A DETAILED REVIEW ON NANOEMULSION DRUG DELIVERY SYSTEM

A DETAILED REVIEW ON NANOEMULSION DRUG DELIVERY SYSTEM

1. Bhatt and S. Madhav*

DIT- Faculty of Pharmacy, Dehradun-248001, Uttarakhand, India

ABSTRACT

Nanoemulsions are submicron sized emulsions that are under investigation as drug carriers for improving the delivery of therapeutic agents. These are the thermodynamically stable isotropic system in which two immiscible liquids are mixed to form a single phase by means of appropriate surfactant and cosurfactant. Nanoemulsion droplet sizes fall typically in the range of 20-200nm and shows narrow size distribution. In this review attention is focused  to give the brief regarding  formulation aspect, method of preparation characterization techniques, evaluation parameters and various application of the nanoemulsions, several techniques are to be used for preparation of nanoemulsions like microfluidization, high pressure homogenization, low energy emulsification and solvent evaporation method and parameter that are to be used for its characterization like droplet size analysis ,viscosity determination, drug content, refractive index, pH, zeta potential, Transmission electron microscopy, thermal stability, release and  in vitro skin permeation study. These are applicable in drug targeting.

High-pressure Homogenization

INTRODUCTION: Nanoemulsions can be defined as oil-in-water (o/w) emulsions with mean droplet diameters ranging from 50 to 1000 nm. Usually, the average droplet size is between 100 and 500 nm, terms sub-micron emulsion (SME) and mini-emulsion are used as synonyms. Since, the preparation of the first nanoemulsion in 1940s, it can be of three types such as oil-in-water (O/W), water-in-oil (W/O), and bi-continuous. The transformation between these three types can be achieved by varying the components of the emulsions.

Each type of the nanoemulsions serves as a template for preparing polymer latex particles, nanoporous polymeric solids etc. Apart from this, the nanoemulsions with pharmaceutically accepted ingredients are utilized in the development of drug formulations for oral drug delivery. The Nanoemulsions are also referred as miniemulsions, ultrafine emulsions and submicron emulsions.

Phase behavior studies have shown that the size of the droplets is governed by the surfactant phase structure (bicontinuous microemulsion or lamellar) at the inversion point induced by either temperature or composition. Studies on Nanoemulsion formation by the phase inversion temperature method have shown a relationship between minimum droplet size and complete solubilization of the oil in a microemulsion bicontinuous phase independently of whether the initial phase equilibrium is single or multiphase.

Due to their small droplet size, nanoemulsions possess stability against sedimentation or creaming with Ostwald ripening forming the main mechanism of Nanoemulsion breakdown. The main application of Nanoemulsions is the preparation of nanoparticles using a polymerizable monomer as the disperse phase (the so-called miniemulsion polymerization method) where Nanoemulsion droplets act as nanoreactors. Another interesting application which is experiencing an active development is the use of Nanoemulsions as formulations, namely, for controlled drug delivery and targeting. The main application of nanoemulsions is the preparation of nanoparticles using a polymerizable monomer as the disperse phase where nanoemulsion droplets act as nanoreactors.

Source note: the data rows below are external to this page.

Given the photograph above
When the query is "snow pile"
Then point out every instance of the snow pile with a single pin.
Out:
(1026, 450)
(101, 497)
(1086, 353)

Advantages of nanoemulsion:

1. Nanoemulsions have higher surface area and free energy that make them an effective transport system.
2. They do not show the problems of inherent creaming, flocculation, coalescence and sedimentation.
3. It can be formulated in variety of formulations such as foams, creams, liquids and sprays.
4. They are non-toxic, non-irritant hence can be easily applied to skin and mucous membranes.
5. It can be administered orally if the formulation contains surfactants which are biocompatible.
6. It do not damage healthy human and animal cells hence are suitable for human and veterinary therapeutic purposes.
7. It provides better uptake of oil-soluble supplements in cell cultures technology to improve growth of cultured cells and allows toxicity studies of oil-soluble drugs.
8. It may be applied as a substitute for liposomes and vesicles and it is possible to build lamellar liquid crystalline phases around the nanoemulsion droplets ¹.
9. Due to their small size, nanoemulsions can penetrate through the “rough” skin surface and this enhances penetration of actives.
10. It constitutes the primary step in nanocapsules and nanospheres synthesis using nano precipitation and the interfacial poly-condensation.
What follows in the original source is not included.